Bild: Hatten sich am Donnerstag nicht so lieb: Die CDU-Abgeordnete Angelika Jah…
HANNOVER taz | Während vor den Türen des niedersächsischen Landtags
Schutzsuchende aus dem Flüchtlingscamp auf Hannovers Weißekreuzplatz für
ein humaneres Bleiberecht demonstrierten, hat die CDU-Abgeordnete Angelika
Jahns Schüsse aus dem Drogenmilieu zu Angriffen auf Asylbewerber benutzt.
Vor dem versammelten Plenum des Landesparlaments konstruierte die
Kreisvorsitzende der CDU in Wolfsburg eine Verbindung zwischen der Tötung
eines 31-Jährigen Mannes aus Nigeria und einer angeblichen Gefährlichkeit
von Flüchtlingen.
Auf Drängen der Opposition hatte Niedersachsens Innenminister Boris
Pistorius (SPD) den Landtag zuvor über eine Schießerei informiert, die sich
am Mittwochabend in einer Asylbewerberunterkunft in Wolfsburg-Fallersleben
ereignet hat. Nach Darstellung des Ministers fanden gegen 20.30 Uhr
alarmierte Polizisten im ersten Stock des Gebäudes den schwerverletzten
Nigerianer, der später im Krankenhaus verstarb. Einen politischen
Hintergrund schließt die Polizei aber aus.
Denn schon weniger als eine halbe Stunde später konnte die Polizei drei
mutmaßliche Täter festnehmen – einer von ihnen war ebenfalls verletzt und
zog eine Blutspur hinter sich her. Bei den Verhafteten handelt es sich um
in Russland geborene Deutsche, die in der Vergangenheit bereits wegen
Drogendelikten auffällig geworden sein sollen. Im Gegensatz zu dem
Getöteten wohnen alle drei nicht in der Asylbewerberunterkunft.
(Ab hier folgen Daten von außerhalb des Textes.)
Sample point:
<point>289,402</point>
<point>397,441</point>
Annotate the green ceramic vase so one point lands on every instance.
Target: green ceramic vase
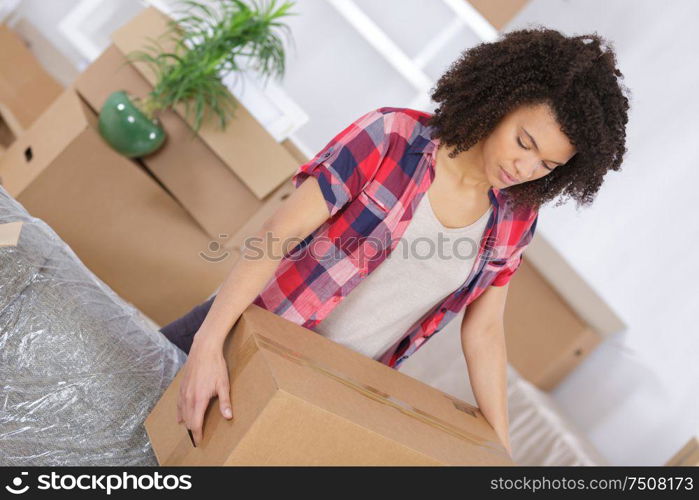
<point>127,129</point>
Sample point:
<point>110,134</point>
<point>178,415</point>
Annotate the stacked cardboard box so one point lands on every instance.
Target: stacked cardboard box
<point>163,231</point>
<point>26,89</point>
<point>301,399</point>
<point>222,178</point>
<point>117,219</point>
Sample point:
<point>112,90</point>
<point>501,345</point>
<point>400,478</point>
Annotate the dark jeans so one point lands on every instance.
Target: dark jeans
<point>181,331</point>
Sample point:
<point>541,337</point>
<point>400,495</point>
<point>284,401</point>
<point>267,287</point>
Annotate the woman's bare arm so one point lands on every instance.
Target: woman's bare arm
<point>205,373</point>
<point>483,343</point>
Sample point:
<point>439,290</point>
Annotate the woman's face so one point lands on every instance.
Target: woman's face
<point>526,145</point>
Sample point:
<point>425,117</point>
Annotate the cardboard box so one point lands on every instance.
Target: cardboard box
<point>26,89</point>
<point>544,352</point>
<point>116,218</point>
<point>301,399</point>
<point>221,178</point>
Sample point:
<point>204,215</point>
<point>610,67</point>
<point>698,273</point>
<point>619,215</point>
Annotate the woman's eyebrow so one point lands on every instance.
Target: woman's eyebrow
<point>537,147</point>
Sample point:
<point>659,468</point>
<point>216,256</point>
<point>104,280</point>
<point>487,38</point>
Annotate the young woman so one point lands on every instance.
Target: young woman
<point>531,117</point>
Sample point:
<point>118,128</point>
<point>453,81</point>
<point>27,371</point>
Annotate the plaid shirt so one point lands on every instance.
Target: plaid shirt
<point>372,176</point>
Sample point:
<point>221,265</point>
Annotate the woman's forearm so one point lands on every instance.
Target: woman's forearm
<point>248,276</point>
<point>486,357</point>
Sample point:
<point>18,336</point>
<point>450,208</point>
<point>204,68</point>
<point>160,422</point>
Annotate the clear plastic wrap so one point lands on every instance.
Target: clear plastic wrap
<point>80,368</point>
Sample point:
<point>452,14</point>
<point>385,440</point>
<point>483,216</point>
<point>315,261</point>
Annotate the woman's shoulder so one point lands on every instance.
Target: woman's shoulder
<point>405,122</point>
<point>405,113</point>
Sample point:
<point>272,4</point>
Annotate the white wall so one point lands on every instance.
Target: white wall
<point>637,396</point>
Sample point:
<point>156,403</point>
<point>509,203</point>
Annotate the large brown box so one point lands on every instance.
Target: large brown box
<point>222,178</point>
<point>301,399</point>
<point>26,89</point>
<point>546,339</point>
<point>112,213</point>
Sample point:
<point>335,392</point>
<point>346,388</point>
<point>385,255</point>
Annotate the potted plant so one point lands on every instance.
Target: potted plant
<point>208,42</point>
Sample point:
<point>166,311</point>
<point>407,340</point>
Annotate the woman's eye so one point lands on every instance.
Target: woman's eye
<point>519,141</point>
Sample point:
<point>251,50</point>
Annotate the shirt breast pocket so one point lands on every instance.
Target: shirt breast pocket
<point>370,201</point>
<point>494,266</point>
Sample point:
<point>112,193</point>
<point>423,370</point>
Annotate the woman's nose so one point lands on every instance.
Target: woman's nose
<point>525,169</point>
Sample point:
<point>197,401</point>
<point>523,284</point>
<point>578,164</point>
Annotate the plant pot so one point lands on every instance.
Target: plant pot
<point>127,129</point>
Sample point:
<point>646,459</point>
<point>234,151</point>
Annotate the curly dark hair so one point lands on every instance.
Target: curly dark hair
<point>576,76</point>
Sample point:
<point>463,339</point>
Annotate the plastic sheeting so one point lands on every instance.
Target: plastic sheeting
<point>80,368</point>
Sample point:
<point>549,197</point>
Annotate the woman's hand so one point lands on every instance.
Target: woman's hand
<point>205,375</point>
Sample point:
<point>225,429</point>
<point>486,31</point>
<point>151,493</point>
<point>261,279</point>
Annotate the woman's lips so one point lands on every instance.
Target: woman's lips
<point>506,178</point>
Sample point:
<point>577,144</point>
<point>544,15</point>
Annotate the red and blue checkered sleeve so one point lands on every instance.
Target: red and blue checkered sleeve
<point>515,260</point>
<point>349,161</point>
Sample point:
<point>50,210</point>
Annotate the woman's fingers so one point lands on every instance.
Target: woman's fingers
<point>200,406</point>
<point>224,398</point>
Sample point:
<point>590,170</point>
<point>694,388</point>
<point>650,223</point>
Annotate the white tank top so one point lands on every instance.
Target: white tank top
<point>415,276</point>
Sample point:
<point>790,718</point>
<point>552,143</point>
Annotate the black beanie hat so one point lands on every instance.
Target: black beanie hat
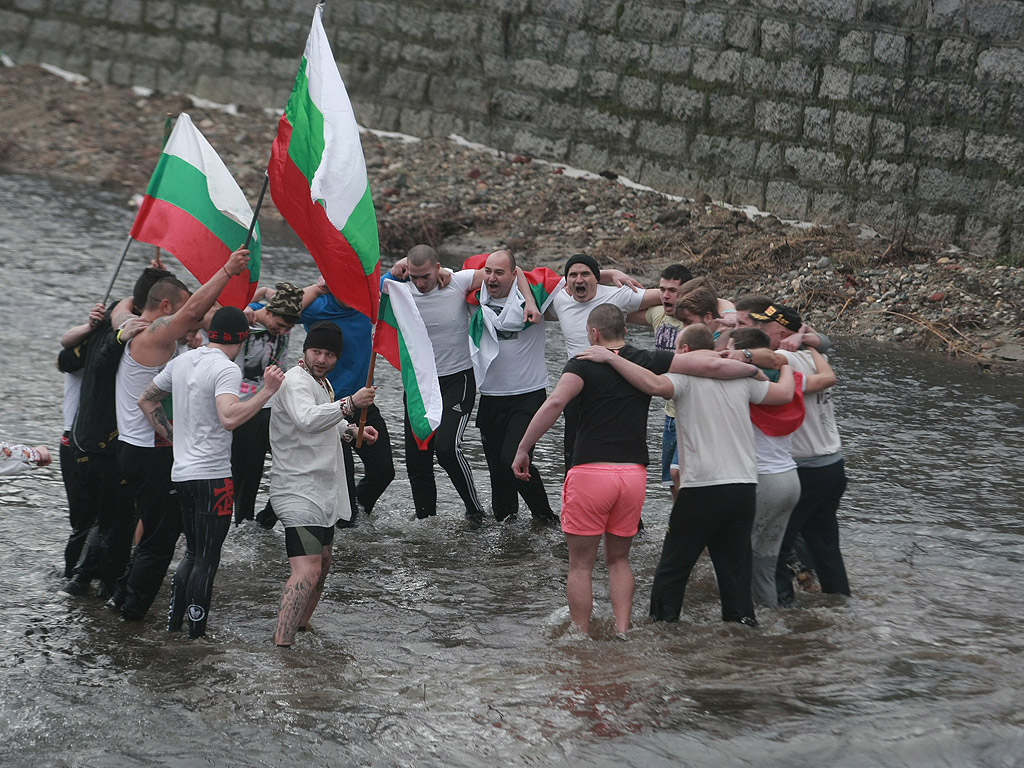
<point>588,261</point>
<point>324,335</point>
<point>228,326</point>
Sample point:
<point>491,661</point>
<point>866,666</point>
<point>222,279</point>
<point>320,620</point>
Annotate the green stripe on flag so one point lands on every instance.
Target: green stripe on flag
<point>186,188</point>
<point>360,231</point>
<point>307,126</point>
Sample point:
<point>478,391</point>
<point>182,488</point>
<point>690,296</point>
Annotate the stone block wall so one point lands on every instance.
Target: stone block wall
<point>893,113</point>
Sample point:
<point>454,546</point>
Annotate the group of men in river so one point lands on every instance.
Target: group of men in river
<point>172,404</point>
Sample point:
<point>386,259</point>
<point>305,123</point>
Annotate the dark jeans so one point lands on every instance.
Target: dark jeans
<point>81,510</point>
<point>718,517</point>
<point>148,472</point>
<point>814,519</point>
<point>458,394</point>
<point>250,444</point>
<point>503,421</point>
<point>108,545</point>
<point>378,464</point>
<point>206,517</point>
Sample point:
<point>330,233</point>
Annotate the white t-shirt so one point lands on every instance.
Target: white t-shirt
<point>713,429</point>
<point>307,476</point>
<point>572,314</point>
<point>818,435</point>
<point>202,445</point>
<point>519,367</point>
<point>132,380</point>
<point>445,316</point>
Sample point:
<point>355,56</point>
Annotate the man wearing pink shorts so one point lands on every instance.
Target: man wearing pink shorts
<point>605,486</point>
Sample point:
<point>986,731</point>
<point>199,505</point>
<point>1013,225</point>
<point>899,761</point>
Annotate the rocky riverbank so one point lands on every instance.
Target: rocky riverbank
<point>893,286</point>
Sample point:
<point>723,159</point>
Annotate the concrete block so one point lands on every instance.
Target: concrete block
<point>955,56</point>
<point>815,167</point>
<point>769,159</point>
<point>198,19</point>
<point>817,125</point>
<point>589,157</point>
<point>568,11</point>
<point>579,47</point>
<point>855,47</point>
<point>836,83</point>
<point>827,205</point>
<point>882,176</point>
<point>795,78</point>
<point>670,177</point>
<point>782,198</point>
<point>853,130</point>
<point>672,57</point>
<point>946,15</point>
<point>704,28</point>
<point>939,184</point>
<point>545,147</point>
<point>759,75</point>
<point>545,76</point>
<point>905,13</point>
<point>1000,66</point>
<point>716,153</point>
<point>600,83</point>
<point>777,118</point>
<point>935,227</point>
<point>682,102</point>
<point>717,68</point>
<point>160,14</point>
<point>981,236</point>
<point>997,19</point>
<point>120,74</point>
<point>613,126</point>
<point>889,137</point>
<point>621,53</point>
<point>669,140</point>
<point>126,11</point>
<point>776,38</point>
<point>936,142</point>
<point>638,93</point>
<point>890,49</point>
<point>200,55</point>
<point>741,32</point>
<point>815,42</point>
<point>646,23</point>
<point>730,112</point>
<point>1004,152</point>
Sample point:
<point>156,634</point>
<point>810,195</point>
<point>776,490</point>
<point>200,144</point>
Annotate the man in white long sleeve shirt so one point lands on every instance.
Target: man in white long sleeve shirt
<point>308,491</point>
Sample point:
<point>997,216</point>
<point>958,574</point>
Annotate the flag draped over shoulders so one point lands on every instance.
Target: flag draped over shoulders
<point>318,178</point>
<point>195,210</point>
<point>401,338</point>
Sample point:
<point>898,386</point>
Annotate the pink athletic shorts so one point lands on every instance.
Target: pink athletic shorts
<point>603,499</point>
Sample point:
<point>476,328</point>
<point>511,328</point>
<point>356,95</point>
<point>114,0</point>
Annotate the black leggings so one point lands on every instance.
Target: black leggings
<point>720,518</point>
<point>206,516</point>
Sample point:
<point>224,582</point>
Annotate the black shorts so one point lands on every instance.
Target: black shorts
<point>307,540</point>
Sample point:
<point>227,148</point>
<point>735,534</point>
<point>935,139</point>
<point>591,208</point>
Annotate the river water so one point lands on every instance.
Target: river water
<point>436,645</point>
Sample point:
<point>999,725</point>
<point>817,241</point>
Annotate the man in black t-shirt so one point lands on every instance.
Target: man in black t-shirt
<point>605,486</point>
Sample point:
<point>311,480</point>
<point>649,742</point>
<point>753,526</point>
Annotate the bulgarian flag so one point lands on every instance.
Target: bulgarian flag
<point>195,210</point>
<point>401,338</point>
<point>318,178</point>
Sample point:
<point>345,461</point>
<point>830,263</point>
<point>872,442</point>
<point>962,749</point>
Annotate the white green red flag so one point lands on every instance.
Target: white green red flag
<point>318,178</point>
<point>195,210</point>
<point>401,338</point>
<point>487,323</point>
Trotzdem warnte die Christdemokratin Jahns unmittelbar nach der Information
durch den Minister, in Flüchtlingsheimen komme es immer wieder zu
„Streitigkeiten von Asylbewerbern unter sich“. Dadurch seien „Polizisten
gefährdet“, in den Unterkünften müsse „entsprechendes Personal“ einges…
werden. Dies betreffe „ganz Niedersachsen“, meinte Jahns – und offenbarte
damit, wie reflexhaft manche ChristdemokratInnen die Worte „Asylbewerber“
und „Kriminalität“ verbinden.
Entsprechend harsch war die Reaktion der Regierungsparteien: „Erschütternd“
sei, wie Jahns „die Flüchtlings- und Asylpolitik mit Drogenkriminalität und
der Tötung eines Menschen in Zusammenhang bringe“, so der
SPD-Innenpolitiker Ulrich Watermann. Für die Grünen kritisierte deren
stellvertretende Fraktionsvorsitzende Meta Janssen-Kucz, die CDU sei
„gerade dabei, den gesellschaftlichen Konsens“ für eine humanere
Asylpolitik „aufzukündigen“.
Vertreter der FDP unterstützten die pauschale Kriminalisierung von
Flüchtlingen dagegen nicht: Er sei froh, dass es sich bei der Schießerei
nicht um einen ausländerfeindlichen Anschlag gehandelt habe, sagte der
FDP-Abgeordnete Jan-Christoph Oetjen. Auch Innenminister Pistorius nutzte
Jahns’ Attacken noch einmal zu einem Appell für mehr Sachlichkeit: Alle
drei Tatverdächtigen seien „nicht Bewohner der Asylbewerberunterkunft“, die
Straftat sei „im Drogenmilieu“ anzusiedeln. „Vermischen Sie die Tatbestä…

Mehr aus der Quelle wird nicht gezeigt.